When the clock is ticking, we tend to prioritize. And at Trackunit, we’re no different. We’ve been pushing the Eliminate Downtime agenda for some years now, but like any industry-led movement, and particularly in a sector as complex as construction, it’s made up of many moving parts.

As part of that dynamic, we made data sharing central to the strategy in 2021. In 2022, we’re focusing on sustainability. Here’s why.

Turning intentions into actions

Speak to almost anybody in the construction industry, and there is every chance that they will give you a clear indication that they not only like the idea of sustainable construction, they would also like to be a part of making that happen.

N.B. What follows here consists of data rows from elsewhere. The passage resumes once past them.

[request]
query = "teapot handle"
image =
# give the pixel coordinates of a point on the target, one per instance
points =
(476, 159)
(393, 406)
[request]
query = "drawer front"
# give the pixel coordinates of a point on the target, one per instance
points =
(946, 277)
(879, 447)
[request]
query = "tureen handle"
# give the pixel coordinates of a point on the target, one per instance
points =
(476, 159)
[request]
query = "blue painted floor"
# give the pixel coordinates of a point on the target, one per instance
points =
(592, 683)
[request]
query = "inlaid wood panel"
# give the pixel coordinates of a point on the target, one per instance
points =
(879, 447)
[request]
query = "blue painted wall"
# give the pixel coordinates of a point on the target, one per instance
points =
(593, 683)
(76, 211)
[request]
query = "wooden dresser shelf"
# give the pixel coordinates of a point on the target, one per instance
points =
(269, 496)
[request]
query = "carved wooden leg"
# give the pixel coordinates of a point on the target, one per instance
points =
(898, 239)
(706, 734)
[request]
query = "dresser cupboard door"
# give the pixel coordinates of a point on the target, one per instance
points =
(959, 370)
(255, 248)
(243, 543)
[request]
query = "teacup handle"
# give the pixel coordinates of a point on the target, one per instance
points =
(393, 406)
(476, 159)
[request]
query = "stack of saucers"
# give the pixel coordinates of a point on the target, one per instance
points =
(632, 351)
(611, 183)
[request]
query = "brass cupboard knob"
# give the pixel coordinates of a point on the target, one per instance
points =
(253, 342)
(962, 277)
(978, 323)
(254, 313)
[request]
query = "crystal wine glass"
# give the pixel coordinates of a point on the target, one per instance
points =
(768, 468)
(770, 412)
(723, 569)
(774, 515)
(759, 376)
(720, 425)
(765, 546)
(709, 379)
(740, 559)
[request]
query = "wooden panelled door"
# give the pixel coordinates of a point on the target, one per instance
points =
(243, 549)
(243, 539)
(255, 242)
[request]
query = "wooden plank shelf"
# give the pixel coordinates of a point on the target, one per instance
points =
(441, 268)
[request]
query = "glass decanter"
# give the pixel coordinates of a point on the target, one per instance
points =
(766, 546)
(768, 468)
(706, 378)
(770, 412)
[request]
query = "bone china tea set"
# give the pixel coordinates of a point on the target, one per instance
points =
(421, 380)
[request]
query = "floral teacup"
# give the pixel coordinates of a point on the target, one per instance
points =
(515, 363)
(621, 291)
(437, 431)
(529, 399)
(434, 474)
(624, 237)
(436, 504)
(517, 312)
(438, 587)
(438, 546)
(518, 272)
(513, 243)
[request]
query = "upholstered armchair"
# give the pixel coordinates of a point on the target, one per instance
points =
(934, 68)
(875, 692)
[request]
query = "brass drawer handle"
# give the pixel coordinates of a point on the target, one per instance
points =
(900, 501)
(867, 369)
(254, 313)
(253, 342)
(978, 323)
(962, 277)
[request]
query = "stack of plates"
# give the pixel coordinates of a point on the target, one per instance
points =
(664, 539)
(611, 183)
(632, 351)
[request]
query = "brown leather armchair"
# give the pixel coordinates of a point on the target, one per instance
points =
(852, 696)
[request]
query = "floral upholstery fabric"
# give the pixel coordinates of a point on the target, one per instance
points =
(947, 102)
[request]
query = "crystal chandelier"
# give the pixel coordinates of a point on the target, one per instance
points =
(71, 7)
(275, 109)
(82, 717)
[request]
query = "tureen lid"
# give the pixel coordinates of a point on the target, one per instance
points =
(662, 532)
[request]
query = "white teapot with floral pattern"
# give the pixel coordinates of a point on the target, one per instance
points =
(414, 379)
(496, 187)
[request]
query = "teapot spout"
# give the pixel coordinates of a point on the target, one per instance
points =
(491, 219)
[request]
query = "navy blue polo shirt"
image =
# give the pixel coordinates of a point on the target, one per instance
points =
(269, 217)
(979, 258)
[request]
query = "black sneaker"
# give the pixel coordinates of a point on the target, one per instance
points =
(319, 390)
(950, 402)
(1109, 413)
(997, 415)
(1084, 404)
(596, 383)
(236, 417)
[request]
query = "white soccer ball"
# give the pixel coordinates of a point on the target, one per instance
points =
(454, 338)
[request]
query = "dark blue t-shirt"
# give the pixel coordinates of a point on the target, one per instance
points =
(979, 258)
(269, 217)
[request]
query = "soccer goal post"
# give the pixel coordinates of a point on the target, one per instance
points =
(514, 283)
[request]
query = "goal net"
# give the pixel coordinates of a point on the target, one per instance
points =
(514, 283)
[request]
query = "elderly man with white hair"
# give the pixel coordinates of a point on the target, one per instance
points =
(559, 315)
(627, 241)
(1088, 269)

Like Trackunit, the vast majority not only sees it as a desirable outcome, it recognizes it is a massive obligation to be taking advantage of the telematics revolution to set up their fleets in such a way that they are actively reducing their Co2 emissions through a variety of measures. But getting from A to B is not simple. In fact, even finding a way to agree on what sustainable construction might actually mean and what it might require is problematic.

In construction, this is exacerbated by a number of factors. We see certain sections of the industry like the large OEMs pushing a sustainability agenda through, for example, electric vehicles, but there is a lack of significant complementary infrastructure, meaning the ability of an electric vehicle fleet to operate for a full day is limited.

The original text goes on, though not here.